Having submitted my Executive Summary for the Penn/Milken business plan contest yesterday, I've moved on to the designing the system architecture I proposed. This morning I've been focused on the ways the contributions of participants get evaluated. One facet of that process I'm modeling explores where we take an evaluation when we internalize it. It's not lost on me that I'm using a spatial metaphor that's very amenable to exploring in a virtual immersive environment. Here's the framework I developed for visualizing the places in our psyche that we take evaluations that we receive from others:

When others tell us how well we worked in process (formative assessments) or how our final outcome rates (summative assessment), we've suddenly got a lot on our plate. First we need to discern if we understand what we are being told. Then we may determine whether we accept the feedback or not. We may then notice how we feel about it, whether it agrees with our own evaluation and how we might put the imposed feedback to good use. All those considerations influence our rejection or internalization of the evaluation.

If we choose (usually unconsciously) to let the evaluation in, there are four places we can go with it:
  1. Upgrading our hindsight - If the evaluation yields a constructive effect, we can review some of our past incidents with a new frame of reference. We can begin to take more responsibility, admit our own mistakes and stop blaming others as much.We can learn from the past to make better predictions about the future and foresee better ways to react next time if presented with a similar challenge. However, if the evaluation produces a destructive effect on us internally, we will fortify our defensive rationalizations, blame others with more conviction, and refuse to admit our own mistakes. We will make the same old predictions, react routinely and suffer the same consequences of our mistaken outlook.

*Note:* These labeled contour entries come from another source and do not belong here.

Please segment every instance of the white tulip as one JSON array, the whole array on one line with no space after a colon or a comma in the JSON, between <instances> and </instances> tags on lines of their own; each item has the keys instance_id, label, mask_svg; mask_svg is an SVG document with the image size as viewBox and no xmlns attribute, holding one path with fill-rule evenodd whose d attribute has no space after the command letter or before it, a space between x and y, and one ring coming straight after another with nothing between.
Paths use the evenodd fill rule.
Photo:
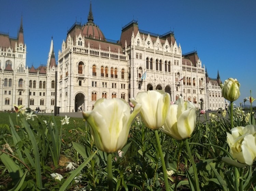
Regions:
<instances>
[{"instance_id":1,"label":"white tulip","mask_svg":"<svg viewBox=\"0 0 256 191\"><path fill-rule=\"evenodd\" d=\"M182 97L171 105L165 123L160 130L177 140L190 136L196 127L196 108L190 102L184 102Z\"/></svg>"},{"instance_id":2,"label":"white tulip","mask_svg":"<svg viewBox=\"0 0 256 191\"><path fill-rule=\"evenodd\" d=\"M138 104L131 114L130 106L123 99L102 98L97 100L92 111L83 112L98 148L108 153L120 150L126 143L130 126L141 108Z\"/></svg>"},{"instance_id":3,"label":"white tulip","mask_svg":"<svg viewBox=\"0 0 256 191\"><path fill-rule=\"evenodd\" d=\"M140 115L147 126L153 130L159 129L165 123L169 112L171 97L162 90L139 93L130 101L135 106L142 105Z\"/></svg>"},{"instance_id":4,"label":"white tulip","mask_svg":"<svg viewBox=\"0 0 256 191\"><path fill-rule=\"evenodd\" d=\"M241 163L252 165L256 160L256 125L237 127L227 133L227 142L232 156Z\"/></svg>"}]
</instances>

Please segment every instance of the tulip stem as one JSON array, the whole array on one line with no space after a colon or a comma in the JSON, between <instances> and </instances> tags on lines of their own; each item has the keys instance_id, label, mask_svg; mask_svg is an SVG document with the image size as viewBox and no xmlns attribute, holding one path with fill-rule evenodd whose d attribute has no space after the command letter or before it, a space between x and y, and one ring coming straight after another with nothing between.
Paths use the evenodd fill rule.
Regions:
<instances>
[{"instance_id":1,"label":"tulip stem","mask_svg":"<svg viewBox=\"0 0 256 191\"><path fill-rule=\"evenodd\" d=\"M187 149L187 151L188 154L188 156L190 158L190 162L192 163L193 170L194 171L195 181L195 182L196 186L196 190L199 191L200 190L200 189L199 187L199 181L198 181L198 177L197 176L197 171L196 167L196 164L195 163L194 158L193 158L193 156L192 156L191 152L190 151L190 147L188 144L188 141L187 140L187 139L185 139L185 143L186 143L186 148Z\"/></svg>"},{"instance_id":2,"label":"tulip stem","mask_svg":"<svg viewBox=\"0 0 256 191\"><path fill-rule=\"evenodd\" d=\"M157 143L157 146L158 148L158 151L160 153L160 158L161 158L161 162L162 163L162 168L163 169L163 178L165 180L165 190L166 191L169 191L169 183L168 181L168 178L167 177L167 173L166 171L166 167L165 166L165 159L163 155L163 152L162 151L162 146L160 143L160 140L158 135L158 130L155 130L155 135L156 136L156 139Z\"/></svg>"},{"instance_id":3,"label":"tulip stem","mask_svg":"<svg viewBox=\"0 0 256 191\"><path fill-rule=\"evenodd\" d=\"M108 153L107 157L107 169L109 190L113 190L113 174L112 173L112 153Z\"/></svg>"},{"instance_id":4,"label":"tulip stem","mask_svg":"<svg viewBox=\"0 0 256 191\"><path fill-rule=\"evenodd\" d=\"M230 102L230 120L231 124L231 128L232 129L234 127L233 123L233 102Z\"/></svg>"}]
</instances>

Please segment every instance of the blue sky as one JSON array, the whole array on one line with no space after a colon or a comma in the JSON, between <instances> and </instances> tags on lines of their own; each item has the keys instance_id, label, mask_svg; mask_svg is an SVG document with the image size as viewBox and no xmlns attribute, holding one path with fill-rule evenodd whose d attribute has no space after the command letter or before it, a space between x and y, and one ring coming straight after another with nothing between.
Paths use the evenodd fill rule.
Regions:
<instances>
[{"instance_id":1,"label":"blue sky","mask_svg":"<svg viewBox=\"0 0 256 191\"><path fill-rule=\"evenodd\" d=\"M52 36L57 59L67 30L76 19L87 22L90 5L89 0L1 1L1 32L16 37L23 14L29 67L46 64ZM237 105L248 97L250 89L256 97L256 1L93 0L92 3L94 22L106 38L119 40L122 26L133 19L140 29L159 35L174 30L183 53L197 50L209 77L216 78L218 70L223 82L237 79L241 96Z\"/></svg>"}]
</instances>

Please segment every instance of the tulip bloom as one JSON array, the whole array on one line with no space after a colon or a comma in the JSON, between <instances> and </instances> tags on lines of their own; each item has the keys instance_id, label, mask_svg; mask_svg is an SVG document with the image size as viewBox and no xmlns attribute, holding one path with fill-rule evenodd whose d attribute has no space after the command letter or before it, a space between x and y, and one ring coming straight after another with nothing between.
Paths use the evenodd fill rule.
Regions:
<instances>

  2. Making better progress - With a constructive effect, we can use what we've been told about our process and/or results to take different approaches. We can realize how to be more efficient, discerning, clever or productive. We can suddenly see how we were getting in our own way, making things more difficult for ourselves or passing up valuable shortcuts. With a destructive effect however, we will second guess ourselves, doubt our abilities and hesitate to take any risks. We will become less efficient, observant, ingenious and productive. We will get in our own way and make things more difficult for ourselves.
  3. Expanding our horizons - If the effect on us is constructive, we can utilize the evaluation to understand where other people are coming from, to relate to their outlooks and value different lenses for looking at the same situation. Our own ability to diagnose problems, size up situations and judge opportunities will be upgraded by internalizing the additional frames of reference in the external evaluation. However, if the effect is destructive, our new familiarity with others' outlooks will breed contempt, intolerance and distance in relationships. We will misdiagnose, misperceive and misjudge more often.
  4. Deepening our experience - When the effect of an evaluation is constructive, we can internalize it as a facet of our identity. We can be as good as that assessment, live up to that expectation and represent that quality in our choices. If the effect is destructive, we can internalize the evaluation as proof of our being a mistake or a real loser. We will argue for our limitations to control our options on the basis on being defective, deviant or deficient.
With so many places to take internalized evaluations, there's no predicting how people will take feedback and what they will make of it. However, this model defines lots of ways to be there for them, lend support for their changing their minds and helping them find relief from chronic problems.